Nuovo aumento dei contagi nel Regno Unito: "Ma l'Italia è più al sicuro, ecco perché”

A Londra torna a far paura il coronavirus, in particolare la variante indiana. E l'Italia è al sicuro? Sembrerebbe di sì, quanto meno più del paese del premier Boris Johnson e a spiegare il motivo è un esperto

Boris Johnson - foto Ansa

C’è stato un momento in cui l’Italia ha guardato al Regno Unito come un esempio di efficenza perché, mentre noi eravamo ancora nel pantano delle restrizioni e di un lockdown quasi totale, il governo di Boris Johnson annunciava numeri record nella campagna vaccinale, iniziando a pianificare le riaperture, fino ad arrivare alla giornata in cui erano tornato lecito abbracciarsi e baciarsi in pubblico. Ora però la Gran Bretagna sembra tornare ad avere paura perché i casi di contagi crescono di nuovo. Fa paura la variante indiana, che anche noi guardiamo con timore.

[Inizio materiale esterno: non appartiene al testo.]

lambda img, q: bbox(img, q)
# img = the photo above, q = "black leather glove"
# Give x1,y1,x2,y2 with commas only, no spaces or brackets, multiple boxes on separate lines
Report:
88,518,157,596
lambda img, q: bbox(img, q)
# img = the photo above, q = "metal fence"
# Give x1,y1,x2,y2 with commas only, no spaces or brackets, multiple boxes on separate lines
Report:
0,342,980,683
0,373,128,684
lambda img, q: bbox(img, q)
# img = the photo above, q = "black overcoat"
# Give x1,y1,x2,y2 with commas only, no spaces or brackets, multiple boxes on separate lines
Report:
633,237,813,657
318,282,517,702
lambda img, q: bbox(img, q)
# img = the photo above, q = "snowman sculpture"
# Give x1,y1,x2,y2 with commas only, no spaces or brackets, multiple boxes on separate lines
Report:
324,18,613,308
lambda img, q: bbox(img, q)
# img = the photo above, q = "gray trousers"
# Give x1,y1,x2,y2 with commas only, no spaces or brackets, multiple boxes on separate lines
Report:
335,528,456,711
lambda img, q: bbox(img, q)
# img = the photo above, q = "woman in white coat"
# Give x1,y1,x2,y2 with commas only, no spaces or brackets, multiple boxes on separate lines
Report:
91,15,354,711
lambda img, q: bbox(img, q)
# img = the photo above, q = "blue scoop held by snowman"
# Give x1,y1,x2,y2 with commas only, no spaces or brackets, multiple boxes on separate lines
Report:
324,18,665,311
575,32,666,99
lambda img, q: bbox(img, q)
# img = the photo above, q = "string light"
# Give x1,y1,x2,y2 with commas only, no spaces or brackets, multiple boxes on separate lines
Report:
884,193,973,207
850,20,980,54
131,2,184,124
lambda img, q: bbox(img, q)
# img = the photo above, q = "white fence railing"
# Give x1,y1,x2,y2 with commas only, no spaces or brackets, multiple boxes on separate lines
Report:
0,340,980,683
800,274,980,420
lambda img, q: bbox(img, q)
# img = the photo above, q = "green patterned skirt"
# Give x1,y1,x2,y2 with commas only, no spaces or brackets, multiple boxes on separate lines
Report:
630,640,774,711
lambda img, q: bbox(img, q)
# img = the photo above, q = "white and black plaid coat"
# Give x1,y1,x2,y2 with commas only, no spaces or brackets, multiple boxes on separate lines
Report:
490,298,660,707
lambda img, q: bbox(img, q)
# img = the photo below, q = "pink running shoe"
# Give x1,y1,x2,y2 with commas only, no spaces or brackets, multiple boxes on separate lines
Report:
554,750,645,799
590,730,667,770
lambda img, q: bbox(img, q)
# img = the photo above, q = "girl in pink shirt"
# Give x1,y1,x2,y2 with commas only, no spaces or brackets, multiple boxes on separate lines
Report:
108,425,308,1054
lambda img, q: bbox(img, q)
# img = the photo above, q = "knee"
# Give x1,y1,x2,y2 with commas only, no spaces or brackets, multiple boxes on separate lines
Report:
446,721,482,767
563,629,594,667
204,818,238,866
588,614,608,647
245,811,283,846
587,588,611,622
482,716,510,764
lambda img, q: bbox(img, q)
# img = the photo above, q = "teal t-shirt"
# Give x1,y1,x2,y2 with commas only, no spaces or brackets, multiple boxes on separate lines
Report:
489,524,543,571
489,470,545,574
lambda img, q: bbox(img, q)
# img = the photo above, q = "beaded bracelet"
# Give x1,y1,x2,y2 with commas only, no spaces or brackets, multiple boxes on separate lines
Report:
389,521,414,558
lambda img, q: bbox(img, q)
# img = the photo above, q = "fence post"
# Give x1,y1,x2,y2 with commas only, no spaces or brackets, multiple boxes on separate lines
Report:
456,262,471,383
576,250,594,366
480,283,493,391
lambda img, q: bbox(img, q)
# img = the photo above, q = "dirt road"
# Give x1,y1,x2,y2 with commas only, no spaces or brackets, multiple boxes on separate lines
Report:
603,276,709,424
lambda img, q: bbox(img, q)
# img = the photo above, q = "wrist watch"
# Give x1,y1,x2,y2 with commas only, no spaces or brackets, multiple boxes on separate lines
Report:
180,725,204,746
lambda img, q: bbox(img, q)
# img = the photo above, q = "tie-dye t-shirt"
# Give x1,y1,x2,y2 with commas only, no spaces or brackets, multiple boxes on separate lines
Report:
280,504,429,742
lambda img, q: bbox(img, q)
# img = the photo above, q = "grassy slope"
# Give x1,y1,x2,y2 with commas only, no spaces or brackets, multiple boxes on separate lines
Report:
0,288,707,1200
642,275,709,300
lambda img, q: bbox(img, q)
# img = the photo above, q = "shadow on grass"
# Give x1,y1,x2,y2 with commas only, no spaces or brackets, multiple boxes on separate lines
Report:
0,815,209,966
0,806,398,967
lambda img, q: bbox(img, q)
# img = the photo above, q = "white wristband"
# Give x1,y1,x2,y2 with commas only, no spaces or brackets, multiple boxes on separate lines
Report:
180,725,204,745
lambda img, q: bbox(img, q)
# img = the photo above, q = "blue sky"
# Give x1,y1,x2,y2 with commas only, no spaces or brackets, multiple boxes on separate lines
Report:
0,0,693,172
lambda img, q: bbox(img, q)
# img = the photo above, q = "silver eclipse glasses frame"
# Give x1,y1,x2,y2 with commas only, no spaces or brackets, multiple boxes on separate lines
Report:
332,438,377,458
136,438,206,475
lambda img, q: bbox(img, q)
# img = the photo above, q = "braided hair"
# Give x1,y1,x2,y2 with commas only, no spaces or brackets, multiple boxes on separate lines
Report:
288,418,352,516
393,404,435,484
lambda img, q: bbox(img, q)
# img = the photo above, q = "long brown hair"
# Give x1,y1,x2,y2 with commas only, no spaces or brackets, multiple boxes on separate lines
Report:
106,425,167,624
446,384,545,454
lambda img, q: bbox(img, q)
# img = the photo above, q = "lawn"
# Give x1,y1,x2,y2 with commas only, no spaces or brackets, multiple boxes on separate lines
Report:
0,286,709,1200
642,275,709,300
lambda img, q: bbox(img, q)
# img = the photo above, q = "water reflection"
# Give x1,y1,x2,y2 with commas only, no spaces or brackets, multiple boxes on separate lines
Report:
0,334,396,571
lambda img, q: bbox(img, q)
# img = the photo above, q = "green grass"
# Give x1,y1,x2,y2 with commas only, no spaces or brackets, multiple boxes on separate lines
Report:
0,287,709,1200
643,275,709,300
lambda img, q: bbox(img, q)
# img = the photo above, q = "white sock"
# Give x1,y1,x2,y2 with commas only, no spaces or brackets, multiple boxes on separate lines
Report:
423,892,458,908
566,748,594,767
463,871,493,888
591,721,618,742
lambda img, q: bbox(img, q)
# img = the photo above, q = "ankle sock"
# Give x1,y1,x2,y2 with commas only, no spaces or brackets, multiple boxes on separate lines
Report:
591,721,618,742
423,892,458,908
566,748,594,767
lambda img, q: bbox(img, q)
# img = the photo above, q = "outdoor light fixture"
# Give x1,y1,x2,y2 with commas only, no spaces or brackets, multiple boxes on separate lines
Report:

E se dovesse diffondersi anche in Italia proprio mentre il Paese sta lentamente abbassando la guardia? Niente paura. C’è però una differenza sostanziale fra Italia e Regno Unito: in Italia si è scelto di proseguire con la seconda dose e puntare alla conclusione del ciclo vaccinale mentre i britannici hanno scelto di fare a tutti la prima dose e adesso la grande maggioranza dei contagiati è composta da chi ha effettuato solo una prima dose. Lo spiega proprio il direttore del Dipartimento di Malattie infettive del Policlinico Claudio Mastroianni: “In Italia abbiamo fatto una scelta diversa e la circolazione della varianti è al momento limitata. Per ora siamo al sicuro e se continuiamo a immunizzare lo saremo anche a settembre. Attenzione però le varianti vanno tenute sotto controllo, dobbiamo andare a monitorare cosa accade e osservare anche se i vaccinati si infettano. A febbraio-marzo è accaduto anche a noi, cioè abbiamo registrato contagi tra chi aveva fatto la prima dose di vaccino, non solo operatori sanitari ma anche anziani”. Quindi non bisogna abbassare la guardia, soprattutto per le fasce di popolazioni fragili: immunodepressi e pazienti ematologici in cura ad esempio.

Intanto però a Londra si è passati dalla certezza del futuro al “vediamo come va”. Tanto che, in una intervista, il segretario all'Edilizia abitativa del Regno Unito Robert Jenrick ha detto che non è il caso di fare piani per i matrimoni, ribadendo che il governo sta esaminando una serie di dati per decidere se ritardare il tanto atteso "Freedom Day", il 21 giugno, cioè il giorno che, secondo il piano di Boris Johnson, dovrebbe segnare la revoca totale delle restrizioni, distanziamento sociale compreso.

"Abbiamo sempre detto che la tabella di marcia è soggetta alla revisione dei dati. Quindi che si tratti di matrimoni, viaggi internazionali o di un qualsiasi altro argomento importante, dovete sempre aspettare il giudizio espresso sulla base dei dati. Il primo ministro sta rivedendo i dati e ne stanno arrivando altri. Abbiamo creato questo periodo di cinque settimane tra le tappe della road map che si è rivelato davvero prezioso", ha spiegato Jenrick sottolineando che Johnson prenderà una decisione finale il 14 giugno.